In my current project we save Xml data in our database. The field to save the data was of type varchar(6000). This way of saving the data raised a problem of big Xml data (over 8000 kb for every Xml data) which were saved in the database and for the long run could raise space and performance problems.

The Solution

Use the compression abilities of .NET framework, compress the Xml data and save the data in a binary form. We needed to change the field type in the database to binary type and compress the Xml data before inserting it to the database. After the binary data was retrieved from the database a reverse process of decompress returns the original Xml string.

The Code

I first built a console application to write the code and test it. Then, I wired the zip and unzip methods I wrote to the part that needed the compression. The following code is the console application’s zip and unzip methods I used to compress the Xml data.

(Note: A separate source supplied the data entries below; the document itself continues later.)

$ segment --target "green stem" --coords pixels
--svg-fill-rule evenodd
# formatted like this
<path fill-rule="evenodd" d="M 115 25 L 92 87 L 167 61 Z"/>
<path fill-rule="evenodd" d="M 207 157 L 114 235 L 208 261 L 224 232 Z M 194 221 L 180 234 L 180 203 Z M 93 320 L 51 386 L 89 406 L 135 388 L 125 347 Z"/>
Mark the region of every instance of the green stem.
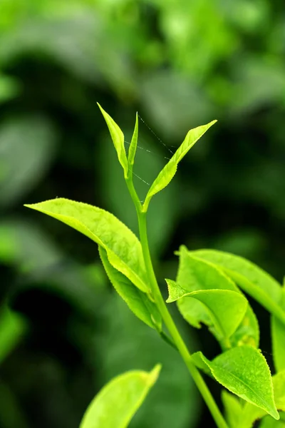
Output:
<path fill-rule="evenodd" d="M 145 268 L 150 282 L 150 287 L 152 292 L 155 301 L 161 313 L 163 321 L 171 335 L 181 357 L 184 360 L 188 370 L 192 375 L 194 382 L 196 384 L 199 391 L 203 397 L 209 409 L 219 428 L 227 428 L 227 424 L 220 412 L 213 397 L 212 396 L 204 379 L 201 376 L 197 367 L 191 360 L 191 355 L 181 337 L 178 330 L 166 307 L 163 297 L 161 295 L 158 284 L 156 280 L 155 274 L 153 270 L 152 263 L 150 258 L 150 249 L 148 246 L 146 213 L 138 212 L 138 218 L 140 228 L 140 237 L 142 248 L 142 253 L 145 259 Z"/>
<path fill-rule="evenodd" d="M 171 317 L 168 309 L 165 303 L 163 297 L 160 290 L 160 287 L 156 280 L 155 271 L 152 266 L 152 262 L 150 257 L 150 248 L 148 245 L 146 213 L 142 212 L 142 206 L 140 202 L 138 194 L 135 191 L 133 183 L 133 165 L 129 170 L 128 177 L 126 179 L 128 188 L 134 202 L 138 214 L 138 220 L 140 230 L 140 238 L 142 244 L 142 254 L 145 260 L 145 268 L 148 280 L 150 281 L 150 288 L 155 302 L 160 312 L 162 320 L 170 332 L 174 344 L 178 350 L 181 357 L 184 360 L 188 370 L 196 384 L 197 387 L 204 398 L 212 416 L 215 421 L 218 428 L 228 428 L 228 426 L 217 407 L 211 392 L 209 392 L 204 379 L 201 376 L 199 370 L 192 363 L 190 353 L 184 342 L 180 334 Z"/>

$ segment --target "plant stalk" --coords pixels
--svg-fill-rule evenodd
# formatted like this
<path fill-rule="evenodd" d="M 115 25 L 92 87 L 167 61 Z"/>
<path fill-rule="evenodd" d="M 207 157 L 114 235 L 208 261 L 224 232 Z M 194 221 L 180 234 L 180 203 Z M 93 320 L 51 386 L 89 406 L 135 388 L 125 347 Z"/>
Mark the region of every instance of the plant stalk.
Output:
<path fill-rule="evenodd" d="M 148 245 L 147 233 L 147 222 L 146 222 L 146 213 L 138 213 L 139 229 L 140 229 L 140 237 L 142 248 L 142 253 L 145 259 L 145 268 L 148 278 L 150 282 L 151 290 L 155 298 L 155 301 L 157 305 L 157 307 L 162 317 L 162 320 L 172 336 L 173 341 L 181 355 L 184 362 L 185 362 L 188 370 L 196 384 L 197 387 L 200 392 L 202 397 L 204 398 L 208 408 L 215 421 L 217 426 L 219 428 L 227 428 L 227 424 L 219 411 L 211 392 L 209 392 L 203 377 L 200 374 L 199 370 L 192 362 L 191 355 L 188 349 L 184 342 L 182 338 L 180 336 L 180 332 L 173 321 L 172 316 L 170 315 L 168 309 L 165 303 L 162 295 L 160 292 L 158 287 L 157 281 L 156 280 L 155 274 L 153 270 L 152 263 L 150 258 L 150 253 Z"/>
<path fill-rule="evenodd" d="M 132 165 L 133 167 L 133 165 Z M 150 281 L 150 288 L 155 302 L 160 310 L 162 320 L 170 334 L 174 344 L 175 345 L 178 352 L 182 357 L 188 370 L 196 384 L 201 395 L 202 396 L 205 403 L 207 404 L 212 416 L 216 422 L 218 428 L 228 428 L 228 425 L 225 422 L 219 407 L 217 405 L 208 387 L 206 384 L 203 377 L 200 374 L 199 370 L 192 363 L 190 353 L 180 336 L 180 334 L 173 321 L 173 319 L 168 311 L 168 309 L 165 303 L 162 295 L 160 292 L 160 287 L 155 277 L 155 271 L 152 266 L 152 262 L 150 257 L 150 248 L 148 245 L 147 230 L 147 218 L 145 212 L 142 210 L 142 206 L 140 203 L 138 194 L 135 191 L 133 183 L 133 168 L 131 167 L 129 171 L 130 174 L 126 180 L 128 188 L 130 194 L 134 202 L 138 215 L 138 220 L 140 230 L 140 238 L 142 248 L 143 258 L 147 270 L 147 275 Z"/>

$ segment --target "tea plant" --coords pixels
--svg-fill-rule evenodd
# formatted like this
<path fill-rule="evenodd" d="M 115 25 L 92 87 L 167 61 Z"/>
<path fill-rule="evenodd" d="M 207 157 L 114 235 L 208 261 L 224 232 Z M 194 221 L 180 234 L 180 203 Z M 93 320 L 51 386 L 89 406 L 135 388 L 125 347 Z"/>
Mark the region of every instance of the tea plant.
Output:
<path fill-rule="evenodd" d="M 170 183 L 179 162 L 216 121 L 188 132 L 142 203 L 133 180 L 138 115 L 127 157 L 122 131 L 99 107 L 135 207 L 140 240 L 113 214 L 86 203 L 56 198 L 26 206 L 62 221 L 98 245 L 102 263 L 115 289 L 138 318 L 180 354 L 219 428 L 250 428 L 261 418 L 263 428 L 279 426 L 277 410 L 285 412 L 284 287 L 242 258 L 221 251 L 190 251 L 180 247 L 177 253 L 177 277 L 175 280 L 166 279 L 169 292 L 166 303 L 177 302 L 181 315 L 192 326 L 200 328 L 203 323 L 208 327 L 222 351 L 210 361 L 201 352 L 189 352 L 160 292 L 150 256 L 147 213 L 151 199 Z M 259 350 L 258 321 L 243 292 L 271 313 L 276 370 L 273 377 Z M 81 428 L 126 427 L 155 382 L 160 370 L 157 365 L 150 373 L 129 372 L 110 381 L 91 402 Z M 225 388 L 222 392 L 224 417 L 201 372 Z"/>

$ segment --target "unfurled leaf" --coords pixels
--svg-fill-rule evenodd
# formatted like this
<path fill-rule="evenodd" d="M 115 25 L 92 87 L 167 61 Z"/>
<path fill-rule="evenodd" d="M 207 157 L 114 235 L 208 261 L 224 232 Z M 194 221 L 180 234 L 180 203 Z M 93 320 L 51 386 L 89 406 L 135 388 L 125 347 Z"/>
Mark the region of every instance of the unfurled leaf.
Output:
<path fill-rule="evenodd" d="M 285 371 L 280 372 L 272 377 L 273 388 L 274 391 L 275 404 L 279 411 L 285 411 Z M 251 403 L 247 402 L 243 407 L 242 412 L 239 417 L 239 428 L 252 428 L 254 422 L 263 418 L 266 414 L 260 407 L 256 407 Z"/>
<path fill-rule="evenodd" d="M 195 366 L 198 369 L 204 372 L 204 373 L 206 373 L 206 374 L 207 374 L 208 376 L 210 376 L 211 377 L 214 378 L 214 377 L 212 374 L 212 372 L 209 368 L 209 366 L 205 363 L 204 359 L 204 356 L 203 355 L 202 352 L 201 352 L 201 351 L 194 352 L 194 354 L 192 354 L 191 355 L 191 360 L 195 365 Z"/>
<path fill-rule="evenodd" d="M 123 133 L 120 128 L 115 122 L 115 121 L 108 114 L 107 112 L 105 111 L 105 110 L 102 108 L 102 107 L 98 103 L 97 103 L 97 104 L 98 105 L 99 108 L 101 111 L 101 113 L 104 116 L 104 119 L 105 120 L 107 126 L 109 128 L 113 143 L 114 144 L 115 148 L 118 154 L 118 158 L 119 159 L 120 163 L 123 166 L 123 169 L 124 170 L 124 176 L 125 178 L 126 178 L 128 176 L 128 166 L 125 150 L 124 134 Z"/>
<path fill-rule="evenodd" d="M 80 428 L 125 428 L 155 383 L 161 367 L 133 371 L 109 382 L 88 407 Z"/>
<path fill-rule="evenodd" d="M 212 361 L 204 355 L 202 358 L 216 380 L 225 388 L 274 419 L 279 419 L 269 367 L 260 351 L 244 345 L 229 350 Z"/>
<path fill-rule="evenodd" d="M 216 289 L 240 293 L 234 282 L 212 263 L 192 255 L 185 246 L 180 247 L 179 255 L 177 282 L 185 291 L 191 292 Z M 182 316 L 193 327 L 200 328 L 200 323 L 203 322 L 210 327 L 217 339 L 220 340 L 217 329 L 213 328 L 213 322 L 208 311 L 200 302 L 192 301 L 190 305 L 187 299 L 183 298 L 177 301 L 177 305 Z M 229 316 L 229 318 L 231 315 Z M 248 305 L 238 328 L 230 337 L 230 342 L 232 346 L 249 344 L 257 347 L 259 340 L 257 320 Z"/>
<path fill-rule="evenodd" d="M 285 289 L 281 289 L 281 308 L 285 310 Z M 285 370 L 285 323 L 271 315 L 273 360 L 276 372 Z"/>
<path fill-rule="evenodd" d="M 229 338 L 237 330 L 247 307 L 247 299 L 240 293 L 229 290 L 200 290 L 187 292 L 177 283 L 166 280 L 169 290 L 167 302 L 182 299 L 180 310 L 187 320 L 191 313 L 193 299 L 200 302 L 206 308 L 211 324 L 221 339 Z"/>
<path fill-rule="evenodd" d="M 181 364 L 177 351 L 160 340 L 156 332 L 137 318 L 117 293 L 109 293 L 103 309 L 105 315 L 98 321 L 103 328 L 95 332 L 92 348 L 88 350 L 90 355 L 93 350 L 97 362 L 100 362 L 96 377 L 98 384 L 104 384 L 108 379 L 127 370 L 151 367 L 157 361 L 163 367 L 159 382 L 130 427 L 195 427 L 200 415 L 201 397 L 186 365 Z M 192 346 L 198 346 L 181 317 L 177 317 L 176 324 L 187 345 L 191 342 Z M 95 359 L 93 364 L 97 367 Z"/>
<path fill-rule="evenodd" d="M 115 215 L 86 203 L 60 198 L 25 206 L 53 217 L 92 239 L 107 251 L 112 266 L 142 291 L 150 291 L 140 243 Z"/>
<path fill-rule="evenodd" d="M 240 399 L 223 389 L 222 391 L 222 401 L 224 407 L 226 421 L 229 427 L 240 427 L 239 420 L 242 412 L 242 404 Z"/>
<path fill-rule="evenodd" d="M 278 305 L 281 297 L 281 288 L 270 275 L 246 259 L 216 250 L 198 250 L 191 254 L 214 263 L 224 270 L 237 284 L 254 299 L 271 312 Z M 282 317 L 282 315 L 280 315 Z M 285 312 L 283 315 L 285 321 Z"/>
<path fill-rule="evenodd" d="M 106 251 L 100 246 L 99 254 L 109 280 L 130 310 L 145 324 L 161 331 L 161 315 L 155 303 L 150 300 L 146 293 L 138 290 L 123 273 L 112 266 Z"/>
<path fill-rule="evenodd" d="M 135 152 L 137 151 L 138 133 L 138 113 L 137 113 L 137 114 L 135 116 L 135 129 L 133 131 L 132 141 L 130 142 L 130 145 L 129 147 L 129 151 L 128 153 L 128 163 L 129 165 L 131 165 L 131 166 L 134 164 Z"/>
<path fill-rule="evenodd" d="M 170 160 L 165 165 L 164 168 L 158 174 L 155 181 L 150 186 L 150 190 L 145 198 L 143 204 L 144 211 L 147 211 L 148 205 L 152 196 L 158 192 L 160 192 L 172 180 L 177 169 L 178 163 L 187 153 L 195 143 L 202 137 L 202 136 L 217 121 L 212 121 L 207 125 L 198 126 L 191 129 L 187 134 L 185 139 L 181 146 L 177 148 Z"/>

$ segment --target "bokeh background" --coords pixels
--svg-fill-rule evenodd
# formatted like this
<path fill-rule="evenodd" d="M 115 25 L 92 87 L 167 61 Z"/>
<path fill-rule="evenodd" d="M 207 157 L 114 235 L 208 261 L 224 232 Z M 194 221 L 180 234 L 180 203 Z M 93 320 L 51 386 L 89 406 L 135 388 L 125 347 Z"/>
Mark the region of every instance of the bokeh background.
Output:
<path fill-rule="evenodd" d="M 78 428 L 113 376 L 157 362 L 130 426 L 214 427 L 175 352 L 115 294 L 96 245 L 23 204 L 83 201 L 136 232 L 96 101 L 126 147 L 142 118 L 142 199 L 187 131 L 217 118 L 150 208 L 162 289 L 182 243 L 245 256 L 281 281 L 284 54 L 281 1 L 0 0 L 1 428 Z M 271 363 L 268 315 L 254 307 Z M 219 352 L 172 310 L 191 350 Z"/>

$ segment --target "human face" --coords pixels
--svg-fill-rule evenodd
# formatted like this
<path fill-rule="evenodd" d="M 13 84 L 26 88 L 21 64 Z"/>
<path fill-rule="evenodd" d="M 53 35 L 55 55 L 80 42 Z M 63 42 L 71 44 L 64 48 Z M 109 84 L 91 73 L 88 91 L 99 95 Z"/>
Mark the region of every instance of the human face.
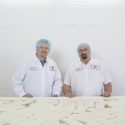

static void Main(string[] args) 
{
string data = "<Root><Child></Child>data1<Child>data2</Child><Child>data3</Child><Child>data4</Child><Child>data5</Child></Root>";
Console.WriteLine(data);

byte[] zipped = ZipDocumentData(data);
Console.WriteLine(Encoding.UTF8.GetString(zipped));

data = UnZipDocumentData(zipped);
Console.WriteLine(data);

Console.Read();
}

private static byte[] ZipDocumentData(string documentData)
{
byte[] byteArray = Encoding.UTF8.GetBytes(documentData);
string result = string.Empty;

using (MemoryStream ms = new MemoryStream())
{
using (GZipStream stream = new GZipStream(ms, CompressionMode.Compress))
{
//Compress
stream.Write(byteArray, 0, byteArray.Length);
}
return ms.ToArray();
}
}

private static string UnZipDocumentData(byte[] zippedDocumentData)
{
string result = string.Empty;

//Prepare for decompress
using (MemoryStream ms = new MemoryStream(zippedDocumentData))
{
using (GZipStream stream = new GZipStream(ms, CompressionMode.Decompress))
{
//Reset variable to collect uncompressed result
byte[] byteArray = new byte[4096];

//Decompress
int rByte = stream.Read(byteArray, 0, byteArray.Length);

result = Encoding.UTF8.GetString(byteArray);
}
}
return result;
}

Some things that should be concerned if you are going to use this code:

  • The encoding of the strings I use are in UTF8 format. If you use other formats you should change the Encoding.UTF8 code to the format you use.
  • In the decompress process I use a fixed array of 4096 bytes. This is only for the testing application in the real method I save the original size of the array.

Summary

Lets sum up, I used a compression method to compress Xml data in the database. I showed the code to do that using the GZipStream object which is part of System.IO.Compression namespace. I hope the code will help you when you’ll ever need to compress data.

 

References
Published at DZone with permission of Gil Fink, author and DZone MVB. (source)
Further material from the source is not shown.